Saung Sarongge adalah bangunan unik karena dibangun dengan gaya tradisional, menggunakan 17 jenis kayu yang semuanya diperoleh dari Hutan Sarongge. Ini adalah lokasi masyarakat lokal berlatih tarian tradisional dan seni bela diri, juga digunakan oleh petani dan anggota koperasi berkumpul, tempat untuk pelatihan dan pemeriksaan kesehatan dan tentu saja acara-acara perayaan lainnya.

Saung Sarongge juga menjadi pos pemberhentian pertama bagi tamu yang berkunjung. Ridwan menjelaskan, pusat komunitas ini berada di lokasi yang tepat di antara kehidupan masyarakat. Dengan begitu, berbagai edukasi dan aktivitas masyarakat lokal dapat langsung dirasakan di sini. Mulai dari belajar tari jaipong hingga pencak silat diadakan di Pusat Komunitas ini. Begitu juga sajian menu berupa sayuran yang langsung diperoleh dari kebun sayur organic yang dikelola masyarakat setempat.

“Semua kegiatan yang ada di sini dikelola oleh warga, terutama anak-anak muda dan kaum ibu yang hidup di wilayah ini.
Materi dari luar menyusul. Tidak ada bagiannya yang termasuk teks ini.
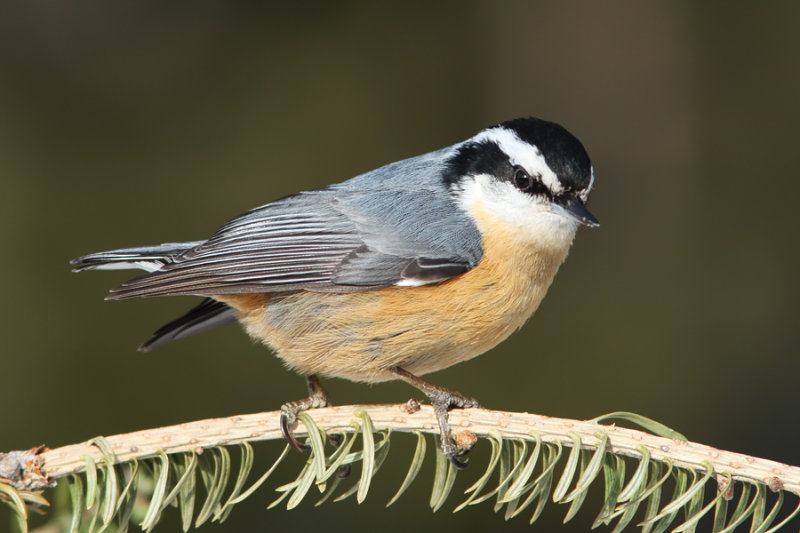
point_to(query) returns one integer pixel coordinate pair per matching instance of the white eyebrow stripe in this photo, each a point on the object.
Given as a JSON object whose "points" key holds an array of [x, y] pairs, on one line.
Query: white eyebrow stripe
{"points": [[523, 154]]}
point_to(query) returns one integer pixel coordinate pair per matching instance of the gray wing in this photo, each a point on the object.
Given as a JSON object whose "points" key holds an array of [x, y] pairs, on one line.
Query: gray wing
{"points": [[333, 239]]}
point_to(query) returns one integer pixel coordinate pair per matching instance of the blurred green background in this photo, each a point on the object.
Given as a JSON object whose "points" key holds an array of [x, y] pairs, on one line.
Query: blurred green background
{"points": [[133, 123]]}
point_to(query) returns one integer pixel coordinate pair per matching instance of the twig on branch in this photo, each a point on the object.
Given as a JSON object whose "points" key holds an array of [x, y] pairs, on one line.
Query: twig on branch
{"points": [[52, 464]]}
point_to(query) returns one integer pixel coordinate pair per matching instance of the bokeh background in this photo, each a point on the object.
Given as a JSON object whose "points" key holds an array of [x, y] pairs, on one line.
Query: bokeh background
{"points": [[132, 123]]}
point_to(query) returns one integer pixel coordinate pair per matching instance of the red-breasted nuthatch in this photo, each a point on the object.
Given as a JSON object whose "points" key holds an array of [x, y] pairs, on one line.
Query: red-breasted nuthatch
{"points": [[402, 271]]}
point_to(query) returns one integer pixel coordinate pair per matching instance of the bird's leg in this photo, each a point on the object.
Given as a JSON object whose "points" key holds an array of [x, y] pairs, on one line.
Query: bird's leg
{"points": [[442, 400], [317, 397]]}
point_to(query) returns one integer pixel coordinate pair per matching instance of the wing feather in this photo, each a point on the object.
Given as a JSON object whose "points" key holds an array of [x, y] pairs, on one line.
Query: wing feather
{"points": [[333, 239]]}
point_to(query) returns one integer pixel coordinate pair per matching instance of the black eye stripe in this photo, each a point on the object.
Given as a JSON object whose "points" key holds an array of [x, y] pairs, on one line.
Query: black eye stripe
{"points": [[528, 184]]}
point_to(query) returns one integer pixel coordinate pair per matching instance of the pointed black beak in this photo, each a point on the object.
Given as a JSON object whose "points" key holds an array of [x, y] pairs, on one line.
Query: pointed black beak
{"points": [[573, 205]]}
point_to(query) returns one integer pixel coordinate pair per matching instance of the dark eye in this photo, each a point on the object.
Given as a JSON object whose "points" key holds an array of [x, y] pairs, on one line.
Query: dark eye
{"points": [[522, 179]]}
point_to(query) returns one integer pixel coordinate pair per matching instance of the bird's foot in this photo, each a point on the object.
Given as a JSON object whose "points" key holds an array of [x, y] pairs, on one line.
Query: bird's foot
{"points": [[442, 401], [317, 397]]}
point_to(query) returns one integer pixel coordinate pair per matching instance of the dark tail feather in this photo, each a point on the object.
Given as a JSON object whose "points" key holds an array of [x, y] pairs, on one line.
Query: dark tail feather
{"points": [[209, 314], [149, 258]]}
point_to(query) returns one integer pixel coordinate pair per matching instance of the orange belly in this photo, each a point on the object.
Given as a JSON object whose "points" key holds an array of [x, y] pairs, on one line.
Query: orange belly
{"points": [[359, 336]]}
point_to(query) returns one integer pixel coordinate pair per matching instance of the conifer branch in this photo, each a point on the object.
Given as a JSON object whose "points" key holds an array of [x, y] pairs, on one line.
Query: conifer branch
{"points": [[199, 435]]}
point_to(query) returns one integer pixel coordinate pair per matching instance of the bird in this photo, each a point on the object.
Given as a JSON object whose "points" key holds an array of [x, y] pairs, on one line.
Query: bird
{"points": [[393, 274]]}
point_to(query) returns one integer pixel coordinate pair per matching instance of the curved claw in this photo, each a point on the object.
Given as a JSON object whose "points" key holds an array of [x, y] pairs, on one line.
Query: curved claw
{"points": [[287, 434], [460, 465]]}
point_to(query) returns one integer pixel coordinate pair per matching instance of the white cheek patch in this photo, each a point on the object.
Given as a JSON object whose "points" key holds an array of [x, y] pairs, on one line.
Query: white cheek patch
{"points": [[531, 218], [523, 154]]}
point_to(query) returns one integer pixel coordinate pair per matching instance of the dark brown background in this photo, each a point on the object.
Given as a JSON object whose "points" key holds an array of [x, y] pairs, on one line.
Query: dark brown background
{"points": [[126, 124]]}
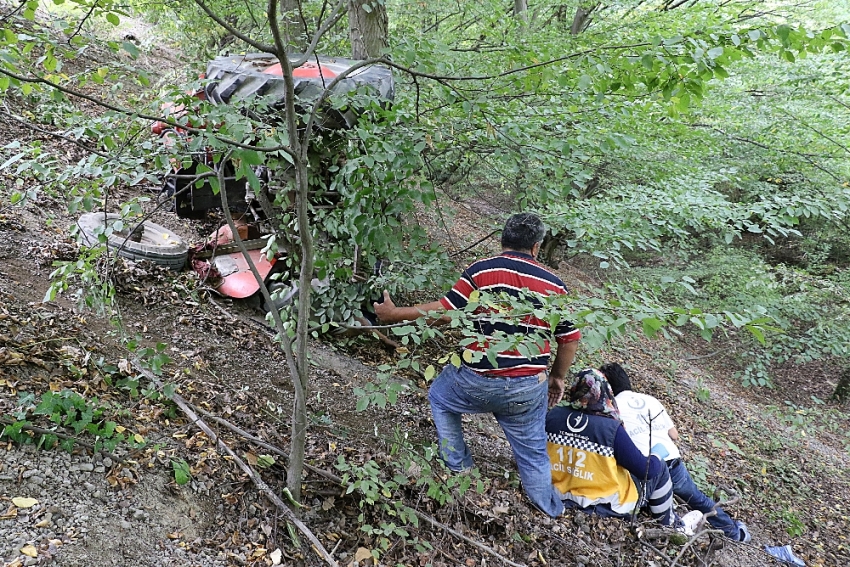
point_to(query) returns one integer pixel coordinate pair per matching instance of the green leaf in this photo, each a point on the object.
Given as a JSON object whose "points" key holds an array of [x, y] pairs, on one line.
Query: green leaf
{"points": [[715, 52], [362, 403], [651, 325]]}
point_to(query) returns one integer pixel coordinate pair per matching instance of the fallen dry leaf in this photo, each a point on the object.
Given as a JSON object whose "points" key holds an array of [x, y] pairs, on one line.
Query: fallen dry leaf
{"points": [[363, 554], [29, 551]]}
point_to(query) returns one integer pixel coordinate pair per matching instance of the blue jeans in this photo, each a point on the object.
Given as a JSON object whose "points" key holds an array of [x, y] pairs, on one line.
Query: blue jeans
{"points": [[684, 488], [518, 404]]}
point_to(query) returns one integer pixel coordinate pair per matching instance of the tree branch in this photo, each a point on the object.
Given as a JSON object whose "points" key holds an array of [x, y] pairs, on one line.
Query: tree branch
{"points": [[337, 480], [258, 481]]}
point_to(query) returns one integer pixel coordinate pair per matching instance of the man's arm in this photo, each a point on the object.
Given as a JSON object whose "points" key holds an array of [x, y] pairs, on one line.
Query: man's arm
{"points": [[388, 312], [563, 360]]}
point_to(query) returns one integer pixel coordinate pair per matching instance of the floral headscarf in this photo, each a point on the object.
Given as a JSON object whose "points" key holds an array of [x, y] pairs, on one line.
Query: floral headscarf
{"points": [[591, 393]]}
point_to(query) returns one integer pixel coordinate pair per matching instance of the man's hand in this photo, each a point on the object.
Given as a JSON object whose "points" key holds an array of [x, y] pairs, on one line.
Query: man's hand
{"points": [[384, 310], [556, 389]]}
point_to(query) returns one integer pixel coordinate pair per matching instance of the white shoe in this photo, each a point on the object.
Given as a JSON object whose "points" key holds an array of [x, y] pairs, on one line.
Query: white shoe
{"points": [[690, 521]]}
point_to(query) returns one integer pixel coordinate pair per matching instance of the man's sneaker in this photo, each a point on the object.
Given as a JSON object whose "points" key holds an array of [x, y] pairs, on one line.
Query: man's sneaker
{"points": [[743, 532], [690, 521]]}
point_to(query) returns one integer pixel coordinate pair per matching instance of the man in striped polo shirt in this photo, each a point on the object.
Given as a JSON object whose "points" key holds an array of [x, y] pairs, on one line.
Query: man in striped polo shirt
{"points": [[516, 388]]}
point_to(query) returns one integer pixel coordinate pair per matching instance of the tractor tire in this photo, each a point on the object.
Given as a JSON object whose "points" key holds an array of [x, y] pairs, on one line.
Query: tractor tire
{"points": [[149, 241]]}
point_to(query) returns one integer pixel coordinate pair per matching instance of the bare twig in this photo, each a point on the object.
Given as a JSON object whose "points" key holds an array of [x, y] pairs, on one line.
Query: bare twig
{"points": [[334, 478], [264, 47]]}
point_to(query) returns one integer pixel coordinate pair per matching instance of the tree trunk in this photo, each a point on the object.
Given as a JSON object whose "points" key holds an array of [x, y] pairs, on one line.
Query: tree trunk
{"points": [[367, 28], [582, 18]]}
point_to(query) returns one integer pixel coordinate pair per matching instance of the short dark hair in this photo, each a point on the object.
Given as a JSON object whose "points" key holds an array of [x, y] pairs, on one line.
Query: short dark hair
{"points": [[617, 377], [522, 231]]}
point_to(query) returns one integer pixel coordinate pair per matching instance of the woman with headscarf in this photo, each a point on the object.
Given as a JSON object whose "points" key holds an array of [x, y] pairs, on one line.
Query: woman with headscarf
{"points": [[595, 465]]}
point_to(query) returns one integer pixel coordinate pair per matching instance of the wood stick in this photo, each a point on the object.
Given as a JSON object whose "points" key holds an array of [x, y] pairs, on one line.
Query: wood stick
{"points": [[332, 477]]}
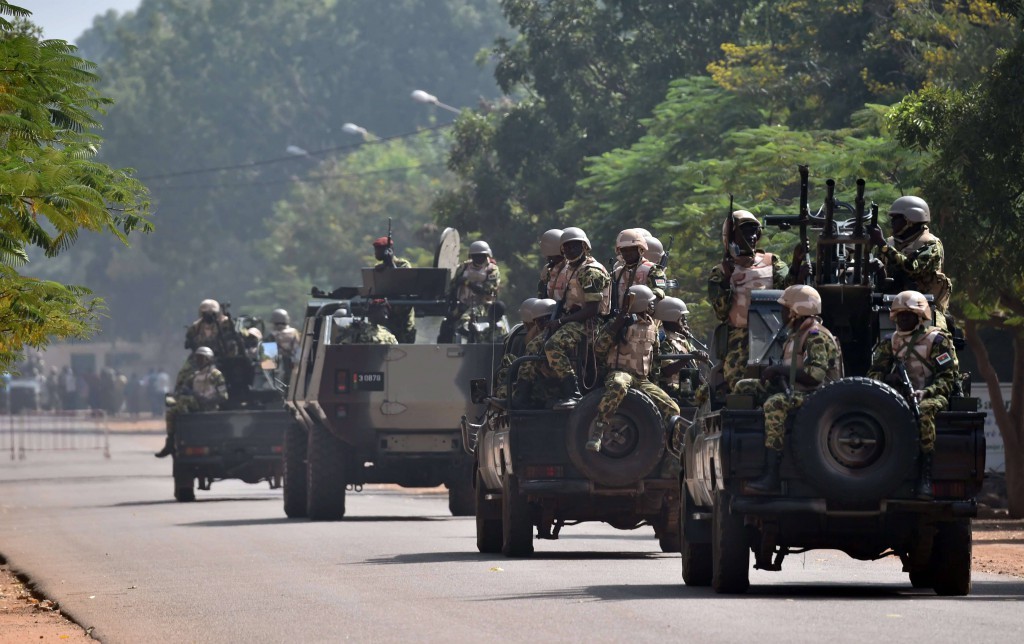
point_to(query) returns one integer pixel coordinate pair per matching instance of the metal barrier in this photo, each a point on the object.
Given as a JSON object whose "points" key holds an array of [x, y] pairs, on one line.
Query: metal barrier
{"points": [[54, 431]]}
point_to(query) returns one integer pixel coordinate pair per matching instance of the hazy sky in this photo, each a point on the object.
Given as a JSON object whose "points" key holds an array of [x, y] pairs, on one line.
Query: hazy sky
{"points": [[68, 18]]}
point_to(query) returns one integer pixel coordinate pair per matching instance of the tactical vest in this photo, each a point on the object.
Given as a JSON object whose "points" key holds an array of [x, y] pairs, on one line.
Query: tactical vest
{"points": [[572, 292], [636, 353], [833, 372], [745, 278], [475, 274], [621, 282], [914, 350], [938, 285]]}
Bahkan mereka punya sejumlah produk seperti sabun herbal batangan dan sabun cair Sereh, Sabun Binahong, produk lulur herbal, jamu hingga aneka paganan seperti sambal Ceu Popon, opak, teh sereh, dan selai strawberry. Semua dibuat oleh masyarakat sebagai bagian dari usaha meningkatkan perekonomian mereka,” ujar Ridwan.

 

Saung Sarongge menjadi pusat komunitas eko-wisata Desa Sarongge, Kecamatan Pacet, Kabupaten Cianjur, Jawa Barat (Foto: Fahrul Anwar/youngster.id)

 

Ubah Larangan

Pengembangan usaha berbasis ekowisata ini berawal dari kesulitan para petani setelah adanya larangan pengolahan kawasan hutan lindung di kaki Gunung Gde Pangrango. Padahal hutan merupakan salah satu sumber mata pencarian mereka, terutama dalam membuka lahan pertanian baru.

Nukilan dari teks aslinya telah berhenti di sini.